Friday, 7 November 2014

Frogmouths ride the Rock Island Line

There have been many versions of the song "Rock Island Line" which seems to have started as a song by a bunch of prisoners.  The version I have in mind is one by the Weavers.  The particular lines occur about 1:00 into the linked performance:
"The 7:45 was always late
But arrived today at a quarter to 8.
The engineer said, as they cheered his name,
We're right on time, but this is yesterday's train."
I had expected the chicks to fledge yesterday (6 November) based on the average length of the period after hatching occurred.  Possibly they did, as the nest was empty when I took Tammy out for a comfort break at 21:15.  However that is the first year I have checked the nest in the evening and my standard metric is the first date in which the nest is empty in the morning.  Which is today, 7 November.  So they are a day late.

The length of various stages in the process is summarised in this chart:

Note: they shifted nest site in 2011 which I didn't realise until the eggs were laid so there is no length for nest building.

The nest buildng period for 2014 was atypical, as they started approximately 3 weeks early but a cold snap in August caused construction to pause for a tad over 2 weeks.  The incubation and nestling periods were both longer, by 2 and 1 days respectively, than in the preceding years.  Possibly the few periods of rain have reduced frog and/or moth numbers so the chicks have taken longer to develop?

The first flight appears to have been very brief, as they are all heaped up on another branch of the nest tree about 7m from the nest: I don't think the chicks crawled there.
It was still quite cool 5.8oC when this photo was taken but I think I can see part of both chicks in that image.  Let us see what happens when the day warms up!  (I can't see any splatted chicks on the ground so they're both around somewhere, and I suspect the parents would keep them together.)

About 40 minutes later when we set out on our dog walk it appeared that the two chicks were heaped on top of each other.  On returning from our perambulation this was the story:
Definitely two chicks, but Mum has done a runner or (more correctly, I suspect) a flier.  She is proving most difficult to track down.  My memory is that last year Dad and the one chick set up a roost in about this position while Mum was somewhere else.  On that occasion she returned when a Currawong got bolshie.  I shall explore the more far-flung roosts shortly.

Despite several searches during the day I didn't find the female again.  The other three spent the day in the spot I first found them.  I always enjoy watching the young ones reaction to people walking past: they open their eyes wide and watch with great intensity.
I think in that case a Currawong must have been around - something was distracting them.
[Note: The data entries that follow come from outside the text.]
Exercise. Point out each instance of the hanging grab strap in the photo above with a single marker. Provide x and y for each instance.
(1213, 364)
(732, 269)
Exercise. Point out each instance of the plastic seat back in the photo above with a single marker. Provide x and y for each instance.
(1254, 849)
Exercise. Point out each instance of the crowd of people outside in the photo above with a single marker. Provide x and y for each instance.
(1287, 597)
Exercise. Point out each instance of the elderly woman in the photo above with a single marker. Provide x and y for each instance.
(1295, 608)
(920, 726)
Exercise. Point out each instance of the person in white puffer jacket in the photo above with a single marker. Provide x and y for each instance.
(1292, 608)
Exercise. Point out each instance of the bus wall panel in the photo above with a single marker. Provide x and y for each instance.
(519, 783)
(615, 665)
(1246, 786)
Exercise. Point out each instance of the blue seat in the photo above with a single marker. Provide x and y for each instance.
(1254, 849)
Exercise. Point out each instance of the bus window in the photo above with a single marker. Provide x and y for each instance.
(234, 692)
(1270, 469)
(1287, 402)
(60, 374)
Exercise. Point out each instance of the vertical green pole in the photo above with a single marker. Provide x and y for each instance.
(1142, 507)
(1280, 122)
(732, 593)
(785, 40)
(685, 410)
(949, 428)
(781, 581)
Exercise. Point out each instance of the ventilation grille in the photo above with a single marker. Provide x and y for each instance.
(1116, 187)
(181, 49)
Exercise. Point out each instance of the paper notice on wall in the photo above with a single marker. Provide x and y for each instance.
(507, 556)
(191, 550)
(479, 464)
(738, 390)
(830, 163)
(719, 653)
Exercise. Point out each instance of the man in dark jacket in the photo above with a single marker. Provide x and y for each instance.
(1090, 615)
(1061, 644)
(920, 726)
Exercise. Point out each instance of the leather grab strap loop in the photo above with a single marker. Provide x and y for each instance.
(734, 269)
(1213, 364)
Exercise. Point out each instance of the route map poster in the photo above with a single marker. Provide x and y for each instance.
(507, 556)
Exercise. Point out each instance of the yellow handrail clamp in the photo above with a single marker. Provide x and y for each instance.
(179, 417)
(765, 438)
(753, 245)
After dark I went for a prowl and found the chicks sitting on a couple of small branches in a Yellow Box on the opposite side of the lawn to the nest tree.  I have never known the adults to roost in this tree, but it is a popular hunting perch, especially for Swift Moths off the windows.  I didn't like to use the flash (and my headlamp seems to need new batteries) so have no photo of this.

By 6am on 8 November the 4 birds were all together on the derepid Acacia branch often used as a roost at this stage of the breeding cycle.